O objetivo é não desmotivar os alunos que, quando repetiam, acabavam abandonando a escola. O problema é que não há uma estrutura educacional que permita uma recuperação a esses alunos com dificuldade de aprendizado.
Muitos alunos simplesmente passam de uma série a outra e concluem o terceiro ano do Ensino Médio sem ao menos saber interpretar uma frase ou solucionar um problema matemático mais elaborado.
A consequência mais óbvia dessa realidade é o despreparo desses jovens. Eles não se formam em condições de disputar uma vaga em uma universidade. Não têm conhecimento para buscar uma vida melhor.
O segundo efeito disso é a indisciplina. O aluno que passa de ano sem aprender chega à sala de aula desinteressado, pois não consegue assimilar o conteúdo mais avançado da série seguinte. Afinal, se ele não aprendeu um determinado conceito na sexta série, por exemplo, não conseguirá compreender uma matéria mais complicada na sétima.

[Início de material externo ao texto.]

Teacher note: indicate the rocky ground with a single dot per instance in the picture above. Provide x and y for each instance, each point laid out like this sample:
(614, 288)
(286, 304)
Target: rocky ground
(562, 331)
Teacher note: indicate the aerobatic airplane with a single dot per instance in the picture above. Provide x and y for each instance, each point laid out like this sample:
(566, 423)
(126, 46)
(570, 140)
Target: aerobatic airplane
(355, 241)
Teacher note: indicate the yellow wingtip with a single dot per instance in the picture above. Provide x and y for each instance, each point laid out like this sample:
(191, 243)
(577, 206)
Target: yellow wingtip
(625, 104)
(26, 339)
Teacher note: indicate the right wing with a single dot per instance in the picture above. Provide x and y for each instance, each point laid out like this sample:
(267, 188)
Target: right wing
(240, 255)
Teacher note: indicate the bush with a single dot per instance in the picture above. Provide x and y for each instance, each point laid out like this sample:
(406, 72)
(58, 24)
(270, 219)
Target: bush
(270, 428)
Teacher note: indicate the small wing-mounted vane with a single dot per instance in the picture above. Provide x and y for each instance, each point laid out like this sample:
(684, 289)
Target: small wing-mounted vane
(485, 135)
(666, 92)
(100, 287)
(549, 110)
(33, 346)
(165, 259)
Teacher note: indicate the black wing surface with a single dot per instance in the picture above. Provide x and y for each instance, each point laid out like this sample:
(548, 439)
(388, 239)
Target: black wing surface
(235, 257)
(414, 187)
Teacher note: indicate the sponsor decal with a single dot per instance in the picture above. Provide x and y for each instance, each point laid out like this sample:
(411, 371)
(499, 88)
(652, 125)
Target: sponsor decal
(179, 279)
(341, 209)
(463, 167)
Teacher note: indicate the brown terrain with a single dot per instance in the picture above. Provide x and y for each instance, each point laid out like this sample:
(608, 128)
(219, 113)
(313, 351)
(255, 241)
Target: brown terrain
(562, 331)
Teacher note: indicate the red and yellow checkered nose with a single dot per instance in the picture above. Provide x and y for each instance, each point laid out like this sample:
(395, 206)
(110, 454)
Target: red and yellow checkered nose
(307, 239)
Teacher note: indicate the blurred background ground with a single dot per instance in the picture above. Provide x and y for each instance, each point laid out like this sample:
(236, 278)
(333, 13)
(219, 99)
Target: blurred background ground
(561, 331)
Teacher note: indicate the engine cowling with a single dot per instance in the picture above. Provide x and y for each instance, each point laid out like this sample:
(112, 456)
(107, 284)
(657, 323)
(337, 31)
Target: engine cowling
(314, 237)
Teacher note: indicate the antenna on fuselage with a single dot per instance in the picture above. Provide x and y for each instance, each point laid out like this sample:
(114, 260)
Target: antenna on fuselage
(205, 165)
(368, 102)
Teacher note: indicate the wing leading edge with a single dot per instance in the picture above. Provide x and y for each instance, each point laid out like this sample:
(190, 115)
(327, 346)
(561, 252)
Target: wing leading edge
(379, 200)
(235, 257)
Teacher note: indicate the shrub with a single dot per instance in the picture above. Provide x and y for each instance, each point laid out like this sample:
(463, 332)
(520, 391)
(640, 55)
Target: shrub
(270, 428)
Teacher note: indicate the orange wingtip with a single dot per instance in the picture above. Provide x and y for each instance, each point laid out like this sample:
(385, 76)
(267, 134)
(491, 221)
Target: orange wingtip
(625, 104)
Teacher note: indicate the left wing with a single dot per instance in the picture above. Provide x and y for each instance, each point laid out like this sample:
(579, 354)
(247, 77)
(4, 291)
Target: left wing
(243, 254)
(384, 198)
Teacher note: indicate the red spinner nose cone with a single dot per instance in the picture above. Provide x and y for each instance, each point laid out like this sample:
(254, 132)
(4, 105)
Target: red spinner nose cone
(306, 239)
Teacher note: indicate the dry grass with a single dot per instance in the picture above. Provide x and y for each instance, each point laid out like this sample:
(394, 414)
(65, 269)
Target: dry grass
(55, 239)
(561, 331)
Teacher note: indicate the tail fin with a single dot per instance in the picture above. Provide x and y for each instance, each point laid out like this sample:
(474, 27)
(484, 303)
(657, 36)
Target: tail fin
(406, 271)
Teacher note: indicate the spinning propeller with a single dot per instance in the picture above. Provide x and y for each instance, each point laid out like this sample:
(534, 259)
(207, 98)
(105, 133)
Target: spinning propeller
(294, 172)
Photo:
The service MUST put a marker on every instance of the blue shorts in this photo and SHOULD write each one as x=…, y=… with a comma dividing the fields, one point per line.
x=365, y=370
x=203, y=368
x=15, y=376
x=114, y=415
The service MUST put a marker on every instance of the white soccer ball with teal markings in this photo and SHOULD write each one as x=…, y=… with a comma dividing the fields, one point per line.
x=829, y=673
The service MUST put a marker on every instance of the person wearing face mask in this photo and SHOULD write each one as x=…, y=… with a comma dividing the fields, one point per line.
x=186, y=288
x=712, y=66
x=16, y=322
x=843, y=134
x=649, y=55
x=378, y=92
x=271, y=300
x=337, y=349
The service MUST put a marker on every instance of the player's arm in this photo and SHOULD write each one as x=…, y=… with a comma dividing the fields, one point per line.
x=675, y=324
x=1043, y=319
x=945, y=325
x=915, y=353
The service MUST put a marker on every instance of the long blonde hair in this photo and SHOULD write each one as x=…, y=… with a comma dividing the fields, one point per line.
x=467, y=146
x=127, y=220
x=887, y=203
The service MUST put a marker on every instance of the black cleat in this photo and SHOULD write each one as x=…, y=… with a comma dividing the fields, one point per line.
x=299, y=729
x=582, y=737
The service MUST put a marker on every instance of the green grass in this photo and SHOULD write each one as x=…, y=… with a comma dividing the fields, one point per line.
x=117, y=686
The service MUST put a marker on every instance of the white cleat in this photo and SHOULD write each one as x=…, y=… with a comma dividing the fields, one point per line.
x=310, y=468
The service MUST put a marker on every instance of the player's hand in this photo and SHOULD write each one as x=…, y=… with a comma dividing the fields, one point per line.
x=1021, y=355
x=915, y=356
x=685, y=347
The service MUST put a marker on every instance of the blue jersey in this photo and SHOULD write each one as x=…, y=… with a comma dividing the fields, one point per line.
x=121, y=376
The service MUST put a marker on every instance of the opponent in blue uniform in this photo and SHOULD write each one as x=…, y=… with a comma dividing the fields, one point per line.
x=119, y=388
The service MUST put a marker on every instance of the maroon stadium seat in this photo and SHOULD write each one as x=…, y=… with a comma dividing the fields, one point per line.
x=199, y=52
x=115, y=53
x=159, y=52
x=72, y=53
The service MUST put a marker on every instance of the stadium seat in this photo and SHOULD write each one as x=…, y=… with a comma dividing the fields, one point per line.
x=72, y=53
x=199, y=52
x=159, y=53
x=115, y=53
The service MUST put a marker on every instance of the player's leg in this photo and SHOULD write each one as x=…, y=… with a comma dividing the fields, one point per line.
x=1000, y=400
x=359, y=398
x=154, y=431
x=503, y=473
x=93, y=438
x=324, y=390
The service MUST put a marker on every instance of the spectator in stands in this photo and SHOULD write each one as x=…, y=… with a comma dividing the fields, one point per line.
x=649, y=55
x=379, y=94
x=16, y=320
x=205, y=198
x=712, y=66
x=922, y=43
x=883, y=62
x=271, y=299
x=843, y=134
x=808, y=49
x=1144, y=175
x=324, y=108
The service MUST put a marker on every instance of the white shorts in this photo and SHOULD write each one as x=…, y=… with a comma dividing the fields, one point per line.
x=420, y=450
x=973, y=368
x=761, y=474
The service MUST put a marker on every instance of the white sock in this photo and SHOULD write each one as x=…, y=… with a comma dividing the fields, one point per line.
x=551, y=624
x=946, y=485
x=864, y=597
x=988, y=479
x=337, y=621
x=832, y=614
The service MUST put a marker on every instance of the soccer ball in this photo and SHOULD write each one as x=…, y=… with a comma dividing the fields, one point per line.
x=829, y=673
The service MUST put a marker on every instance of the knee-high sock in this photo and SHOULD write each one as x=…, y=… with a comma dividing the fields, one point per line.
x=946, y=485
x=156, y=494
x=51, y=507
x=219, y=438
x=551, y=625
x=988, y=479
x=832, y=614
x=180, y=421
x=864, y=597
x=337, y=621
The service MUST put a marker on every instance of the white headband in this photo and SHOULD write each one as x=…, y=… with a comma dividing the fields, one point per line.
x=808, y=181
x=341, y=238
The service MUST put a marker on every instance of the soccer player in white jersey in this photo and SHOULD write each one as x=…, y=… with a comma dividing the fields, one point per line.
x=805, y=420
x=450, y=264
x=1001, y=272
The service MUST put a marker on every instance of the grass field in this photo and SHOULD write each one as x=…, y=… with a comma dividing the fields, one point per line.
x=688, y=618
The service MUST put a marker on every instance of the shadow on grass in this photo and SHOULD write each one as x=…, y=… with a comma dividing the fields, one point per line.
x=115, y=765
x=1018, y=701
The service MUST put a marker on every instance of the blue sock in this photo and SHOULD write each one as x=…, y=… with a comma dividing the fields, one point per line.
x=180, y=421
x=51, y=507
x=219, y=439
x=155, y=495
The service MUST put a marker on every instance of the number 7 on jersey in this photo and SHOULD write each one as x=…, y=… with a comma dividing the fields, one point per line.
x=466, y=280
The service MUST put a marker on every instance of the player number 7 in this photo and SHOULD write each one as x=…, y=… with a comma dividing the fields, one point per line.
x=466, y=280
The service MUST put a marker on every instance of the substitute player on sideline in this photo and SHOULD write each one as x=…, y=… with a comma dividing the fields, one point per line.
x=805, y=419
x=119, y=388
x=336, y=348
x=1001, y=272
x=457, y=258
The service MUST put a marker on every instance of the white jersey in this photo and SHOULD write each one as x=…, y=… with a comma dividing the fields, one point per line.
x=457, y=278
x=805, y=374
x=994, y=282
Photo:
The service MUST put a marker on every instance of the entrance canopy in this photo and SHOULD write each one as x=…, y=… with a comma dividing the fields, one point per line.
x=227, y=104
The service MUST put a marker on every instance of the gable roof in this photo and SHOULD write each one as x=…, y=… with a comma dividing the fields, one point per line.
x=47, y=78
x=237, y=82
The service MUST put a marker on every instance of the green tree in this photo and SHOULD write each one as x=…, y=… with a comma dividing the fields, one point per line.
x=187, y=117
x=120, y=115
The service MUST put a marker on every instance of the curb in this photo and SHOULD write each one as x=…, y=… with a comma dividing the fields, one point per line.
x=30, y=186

O que pode se concluir com essa realidade é que esse é um programa ineficiente. Se não é possível aplicar um sistema forte de recuperação a esses alunos, para que eles possam chegar preparados à série seguinte, então não há sentido.
O ideal é fortalecer o ensino da Educação Infantil ao Ensino Médio, remunerando melhor os professores, melhorando a estrutura das escolas e incentivando práticas diferenciadas dentro das instituições.
Acredito que o motivo de tal projeto não seja a falta de interesse que os alunos venham a adquirir. Este projeto junto com outros, tais como vale gas, bolsa auxilio, entre outros, fazem com que o governo amarre está classe social, deixando-a estagnada e sem crescimento intelectual. Dessa maneira o atual governo consegue captar votos, através das esmolas que dá ao invés de dar uma boa base para o crescimento e eles por si só crescerem sem depender de bolsas e auxilio de instituições.